この半導体ニュースのまとめ
・中村留精密工業が光学と半導体の加工技術を統合した「半導体・光学事業部」を発足
・SiCやGaN、小径・極薄ウェハ、先端パッケージ用ガラス基板などの加工に対応
・顧客と共同で新たな加工方法を開発し、量産技術としての確立を目指す
中村留精密工業(石川県白山市)は8月31日、同社が長年培ってきた光学分野の精密加工技術と、長年取り組んできた半導体材料加工技術を融合することで、次世代の半導体産業の発展に貢献することを目的とした「半導体・光学事業部」を発足したことを発表した。
同社は1972年にガラスレンズ加工分野へ参入して以降、ガラスレンズ、液晶パネル、光学フィルター、カバーガラスなど、さまざまな硬脆材料の加工技術を培ってきた。近年は半導体ウェハや半導体パッケージ用ガラス基板に関する加工相談が増加しており、顧客との共同開発を通じて蓄積してきた半導体材料向け加工技術と光学技術を、新事業部へ集約したという。
SiCやGaN、小径・極薄ウェハの加工に対応
事業部発足前より同社は、半導体・光学事業部では、SiCやGaNをはじめとする硬脆性半導体材料のベベリング加工に加え、ハーフインチサイズの小径ウェハや、厚さ100μm以下の極薄材料のベベリング加工にも、顧客とともに取り組んできたとする。
ベベリング加工は、半導体ウェハやガラス基板のエッジ部を研削し、欠けや破損、コンタミネーションの発生を抑える工程である。硬度が高く脆いSiCやGaN、取り扱いが難しい小径・極薄材料では、加工時の負荷を抑えながら、高い形状精度と表面品質を確保する必要がある。
同社は、顧客から寄せられた難易度の高い加工相談を起点として技術開発を進め、光学材料向け加工機で培った精密制御技術を半導体材料へ応用してきた。装置を提供するだけでなく、材料の特性や顧客の製造工程に合わせた加工方法を共同で開発し、量産技術として確立することを目指す。
最大12インチウェハと□320mmガラス基板に対応するエッジグラインダー
新事業部としては、半導体ウェハ向けエッジ加工装置、ガラス基板向けエッジ加工装置、小径・個片ワーク向け加工装置、光学材料向け加工装置を展開していくとする。
代表製品であるエッジグラインダー「NMPG-450」は、2~12インチの半導体ウェハと最大□320mmのガラス基板に対応し、高精度なエッジ加工を可能とする。

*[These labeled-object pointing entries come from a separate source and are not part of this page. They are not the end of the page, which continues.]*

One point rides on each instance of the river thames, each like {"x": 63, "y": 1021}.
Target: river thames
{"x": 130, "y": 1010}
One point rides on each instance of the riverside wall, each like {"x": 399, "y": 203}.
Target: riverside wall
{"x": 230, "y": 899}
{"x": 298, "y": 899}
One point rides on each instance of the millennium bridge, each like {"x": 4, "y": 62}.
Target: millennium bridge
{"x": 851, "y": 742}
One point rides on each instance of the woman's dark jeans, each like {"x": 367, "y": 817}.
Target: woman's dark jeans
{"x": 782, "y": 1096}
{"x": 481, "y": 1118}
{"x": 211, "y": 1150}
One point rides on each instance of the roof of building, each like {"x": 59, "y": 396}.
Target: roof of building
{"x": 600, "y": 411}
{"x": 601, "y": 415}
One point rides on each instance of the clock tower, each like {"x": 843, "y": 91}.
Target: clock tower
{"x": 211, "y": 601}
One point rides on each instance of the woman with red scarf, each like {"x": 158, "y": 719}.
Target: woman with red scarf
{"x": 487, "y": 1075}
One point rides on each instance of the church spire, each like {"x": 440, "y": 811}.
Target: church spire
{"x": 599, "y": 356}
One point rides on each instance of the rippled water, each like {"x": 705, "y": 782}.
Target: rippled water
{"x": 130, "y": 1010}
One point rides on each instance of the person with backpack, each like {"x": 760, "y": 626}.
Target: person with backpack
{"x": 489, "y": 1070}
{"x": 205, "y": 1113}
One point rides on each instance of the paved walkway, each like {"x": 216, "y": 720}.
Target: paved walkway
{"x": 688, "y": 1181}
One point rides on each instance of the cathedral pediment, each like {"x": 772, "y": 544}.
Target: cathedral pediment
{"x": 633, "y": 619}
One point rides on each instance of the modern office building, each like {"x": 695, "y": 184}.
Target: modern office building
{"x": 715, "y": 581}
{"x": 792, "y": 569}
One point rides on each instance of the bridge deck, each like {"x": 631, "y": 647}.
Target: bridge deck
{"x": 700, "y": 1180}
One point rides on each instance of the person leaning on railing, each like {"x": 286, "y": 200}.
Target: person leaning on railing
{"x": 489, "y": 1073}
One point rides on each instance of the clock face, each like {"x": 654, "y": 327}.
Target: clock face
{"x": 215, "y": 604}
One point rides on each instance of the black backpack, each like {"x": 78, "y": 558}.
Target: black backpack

先端パッケージングでは、大型化するガラス基板の寸法精度やエッジ品質が、その後の配線形成や実装、搬送時の歩留まりに影響するため、安定した加工技術が求められる。
一方のエッジグラインダー「LC-50」は、直径50mm以下の小径ウェハや個片ワークを対象とした加工装置で、研究開発や少量試作などで用いられる小径ウェハなどに対する高品質加工を提供するとしている。
加工装置から量産プロセスまでを提案
同社は新事業部の目的として、「人類の成長を、エネルギーの制約から解放する」を掲げる。AIやデータセンター、自動運転、ロボティクスの普及に伴って電力需要が増加する中、パワー半導体や先端パッケージングを支える加工技術を通じて、電力利用や情報伝送の効率向上へ貢献したいという思いだという。
SiCやGaNを用いたパワー半導体は、電力変換損失の低減や機器の小型化が期待される一方、材料の硬さや脆さからウェハ加工の難易度が高い。また、先端パッケージングで活用が広がるガラス基板についても、大型化や薄型化に対応した精密加工技術が必要となる。
中村留精密工業は、こうした材料ごとの特性や加工課題に応じ、装置、加工条件、製造プロセスを組み合わせたソリューションを提供し、顧客やパートナー企業との共同開発を通じて、従来は難しかった加工を量産工程へ適用可能な技術へ発展させ、次世代半導体産業における事業拡大につなげていくとしている。